Oireachtas Joint and Select Committees

Tuesday, 1 June 2021

Select Committee on Housing, Planning and Local Government

Land Development Agency Bill 2021: Committee Stage (Resumed)

Photo of Richard Boyd BarrettRichard Boyd Barrett (Dún Laoghaire, People Before Profit Alliance) | Oireachtas source

The last point there was the one I wanted to make. I will underline it. Even if subsidiary DACs are subject to freedom of information law, the commercial sensitivity issues kick in as soon as we involve private commercial interests. In negotiations between State bodies and local authorities and publicly owned agencies or entities and any form of private commercial interest, those commercial sensitivity issues come in to play. As a result, we do not actually get to see the financial detail. I have been through this saga. I will cite as an instance in this regard the Dún Laoghaire Harbour Company. We successfully campaigned to get the company dissolved and reintegrated into the council. For the years it was in operation, however, we could not find out anything about what it was doing. Notionally, permission had to be sought from the Minister for Transport but in actuality the board of the Dún Laoghaire Harbour Company decided everything and got everything rubber-stamped from the relevant Ministers. The truth is that the local councillors or Deputies could not get any information. Commercial sensitivity was wheeled out for everything. We were told we could not be given certain information because it was commercially sensitive. That is what will happen here. It is one of the key flaws and follies of the whole enterprise as conceived by the Government. Once we bring in arrangements with private business through these DAC structures, commercial sensitivity issues will kick in.
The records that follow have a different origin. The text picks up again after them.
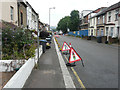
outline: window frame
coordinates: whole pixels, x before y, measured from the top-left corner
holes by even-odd
[[[98,17],[98,24],[100,24],[100,17]]]
[[[108,22],[111,22],[111,12],[108,12]]]
[[[110,28],[110,36],[111,36],[111,37],[113,36],[113,30],[114,30],[114,27],[111,27],[111,28]]]
[[[97,36],[100,36],[100,29],[97,29]]]
[[[101,36],[104,36],[104,29],[101,29]]]
[[[119,15],[119,9],[115,10],[115,21],[118,20],[118,15]]]
[[[93,36],[93,29],[91,29],[91,36]]]
[[[10,6],[10,19],[13,21],[14,20],[14,7]]]
[[[108,36],[108,31],[109,31],[109,27],[106,27],[106,31],[105,31],[106,36]]]
[[[21,25],[23,25],[23,12],[20,12]]]
[[[103,20],[102,22],[104,24],[105,23],[105,16],[104,15],[102,16],[102,20]]]

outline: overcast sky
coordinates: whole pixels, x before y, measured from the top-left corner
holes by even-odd
[[[95,10],[100,7],[108,7],[120,0],[27,0],[43,23],[49,23],[49,8],[51,9],[51,26],[57,26],[59,20],[70,15],[72,10]]]

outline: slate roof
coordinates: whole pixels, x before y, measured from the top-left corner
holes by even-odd
[[[114,10],[114,9],[117,9],[117,8],[120,8],[120,2],[116,3],[116,4],[113,4],[111,5],[110,7],[107,7],[107,8],[103,8],[100,12],[96,13],[93,17],[91,18],[94,18],[94,17],[98,17],[100,15],[104,15],[106,12],[109,12],[111,10]],[[90,19],[91,19],[90,18]]]

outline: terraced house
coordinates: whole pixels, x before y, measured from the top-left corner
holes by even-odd
[[[88,17],[90,12],[92,12],[92,10],[83,10],[80,14],[80,31],[78,31],[77,34],[80,35],[80,37],[88,36]]]
[[[0,20],[18,25],[17,0],[0,1]]]
[[[89,17],[89,35],[88,36],[94,36],[97,37],[97,24],[101,24],[102,20],[99,20],[98,22],[98,17],[97,15],[103,12],[105,7],[98,8],[90,13]],[[103,17],[104,19],[104,17]],[[104,21],[104,20],[103,20]]]
[[[88,14],[92,12],[92,10],[83,10],[80,14],[80,29],[88,30]]]
[[[18,0],[18,26],[22,28],[27,27],[27,5],[25,1]]]
[[[106,24],[106,13],[107,8],[101,10],[101,12],[95,15],[96,19],[96,36],[104,36],[105,35],[105,24]]]
[[[114,43],[120,36],[120,2],[108,7],[106,11],[105,36],[107,41]]]
[[[117,43],[119,35],[120,2],[103,7],[89,20],[89,36],[101,37],[103,43]]]
[[[30,30],[36,30],[38,29],[38,18],[39,15],[36,13],[36,11],[32,8],[32,6],[26,2],[27,4],[27,28]]]

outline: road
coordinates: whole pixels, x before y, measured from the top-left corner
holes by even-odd
[[[85,67],[82,67],[79,61],[74,69],[85,88],[118,88],[118,47],[72,36],[60,36],[57,40],[60,45],[64,41],[71,43],[82,57]],[[79,88],[72,70],[69,67],[68,69],[76,87]]]

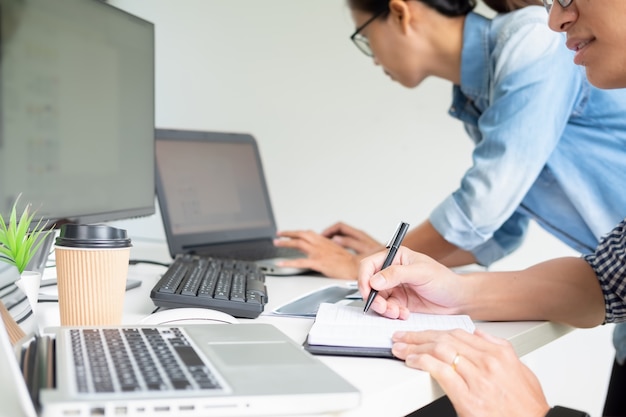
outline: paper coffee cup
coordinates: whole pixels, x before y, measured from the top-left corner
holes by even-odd
[[[55,244],[61,325],[121,324],[130,248],[123,229],[61,227]]]

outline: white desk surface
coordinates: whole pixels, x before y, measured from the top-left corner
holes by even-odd
[[[171,260],[165,244],[135,244],[131,259],[161,262]],[[124,323],[133,324],[154,310],[150,290],[165,268],[138,264],[130,267],[129,278],[139,279],[142,285],[126,292]],[[54,275],[54,269],[45,277]],[[271,311],[290,300],[318,288],[345,284],[345,281],[317,276],[266,277],[269,302],[257,322],[271,323],[298,343],[304,342],[313,319],[274,316]],[[41,326],[58,325],[56,303],[39,303],[37,316]],[[248,321],[249,319],[239,319]],[[492,335],[508,339],[518,355],[523,356],[567,334],[572,329],[549,322],[477,322],[476,327]],[[425,372],[408,368],[402,361],[378,358],[318,356],[324,363],[342,375],[362,394],[361,406],[336,414],[352,416],[404,416],[443,395],[439,385]],[[303,410],[305,411],[305,410]]]

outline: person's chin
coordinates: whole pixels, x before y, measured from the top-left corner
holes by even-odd
[[[406,88],[413,88],[413,87],[415,87],[415,86],[416,86],[416,85],[415,85],[415,83],[409,82],[408,80],[395,78],[395,77],[393,77],[393,76],[392,76],[392,75],[390,75],[390,74],[387,74],[387,75],[389,75],[389,78],[391,78],[391,80],[392,80],[392,81],[394,81],[394,82],[396,82],[396,83],[400,84],[400,85],[401,85],[401,86],[403,86],[403,87],[406,87]]]
[[[594,87],[605,90],[626,88],[626,76],[623,76],[622,74],[606,74],[607,67],[604,67],[599,71],[594,71],[592,66],[585,64],[582,65],[585,66],[587,71],[587,79]]]
[[[588,57],[579,65],[585,67],[587,79],[594,87],[607,90],[626,87],[626,75],[623,72],[614,70],[614,68],[619,68],[617,64]]]
[[[385,71],[385,75],[387,75],[387,77],[389,77],[391,81],[396,82],[406,88],[415,88],[418,85],[420,85],[422,81],[424,80],[423,78],[420,78],[419,80],[406,79],[406,77],[398,78],[398,77],[394,77],[392,74],[388,73],[387,71]]]
[[[419,86],[422,83],[422,81],[424,81],[424,80],[423,79],[420,79],[420,80],[404,80],[404,81],[397,81],[396,80],[397,83],[401,84],[403,87],[406,87],[406,88],[415,88],[415,87]]]

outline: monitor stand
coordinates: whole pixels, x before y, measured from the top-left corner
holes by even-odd
[[[46,268],[46,264],[48,263],[48,256],[52,253],[52,245],[54,244],[54,238],[56,236],[56,230],[53,230],[51,233],[44,238],[43,243],[37,249],[35,256],[30,260],[28,265],[26,265],[27,271],[36,271],[42,274],[43,270]]]

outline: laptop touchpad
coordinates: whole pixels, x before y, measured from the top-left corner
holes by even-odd
[[[228,366],[302,365],[311,358],[287,343],[210,344],[210,348]]]

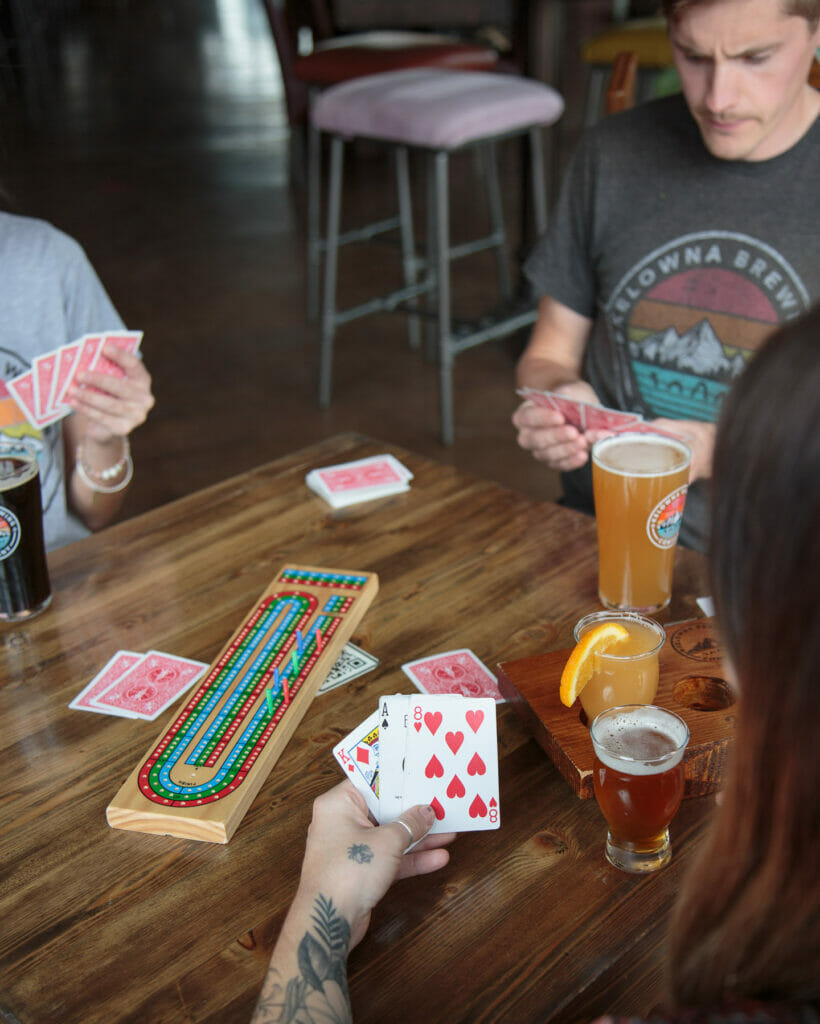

The Minister may claim some credit on amendment No. 184 for requiring ministerial approval for the disposal of land by the DACs but it does not take away from the fact that the cardinal problem is that the DACs will be able to dispose of public land. There are some safeguards but to my mind the safeguards against that are not adequate to protect against the slippery slope or the fact that in reality the driver will be the LDA and not the Minister. Councillors will be last to know. It will be the LDA driving things and getting them rubber-stamped by Ministers. That is my experience of these bodies. To be honest, I do not believe that as time goes on anything will be different with the LDA and these DACs.